Published 27th August 2014

China are the lords of bridge construction, the 2,050ft-long Oakland bridge that spans San Francisco’s bay in fact started its life in China. It was moved over in massive chunks all the way from Shanghai. China are also winning a significant number of big infrastructure contracts as African nations begin working on developing their bridges, roads and railways. Ex-soviet countries like Serbia and Bulgaria have also been employing Chinese companies to sort their stuff out.

According to Engineering News Record, five of the world’s top ten contractors, in terms of revenue, are now Chinese. Good on them, they’re taking over. Perhaps they will eventually begin a new wave of colonial invasions. Now that really would be interesting. Give us Europeans a taste of our own medicine perhaps! They would leave us with some wonderful bridges though.

 

The Danyang–Kunshan Grand Bridge is the world's longest bridge.It is a 164.8-kilometre (102.4 mi) long viaduct on the Beijing–Shanghai High-Speed Railway. 

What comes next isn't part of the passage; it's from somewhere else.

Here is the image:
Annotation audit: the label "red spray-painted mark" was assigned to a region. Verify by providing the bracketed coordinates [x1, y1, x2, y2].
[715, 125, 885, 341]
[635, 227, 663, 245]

The bridge is located on the rail line between Shanghai and Nanjing in East China’s Jiangsu province. It is in the Yangtze River Delta where the geography is characterized by lowland rice paddies, canals, rivers and lakes. The bridge runs roughly parallel to the Yangtze River, about 5 to 50 miles south of the river. It passes through the northern edges of population centers (from west to east) beginning in Danyang, Changzhou, Wuxi, Suzhou and ending in Kunshan. There is a 9-kilometre long (5.6 mi) section over open water across Yangcheng Lakein Suzhou. It was completed in 2010 and opened in 2011. Employing 10,000 people, construction took four years and cost about $8.5 billion.[1]Danyang–Kunshan Grand Bridge currently holds the Guinness World Record for the longest bridge in the world in any category as of June 2011.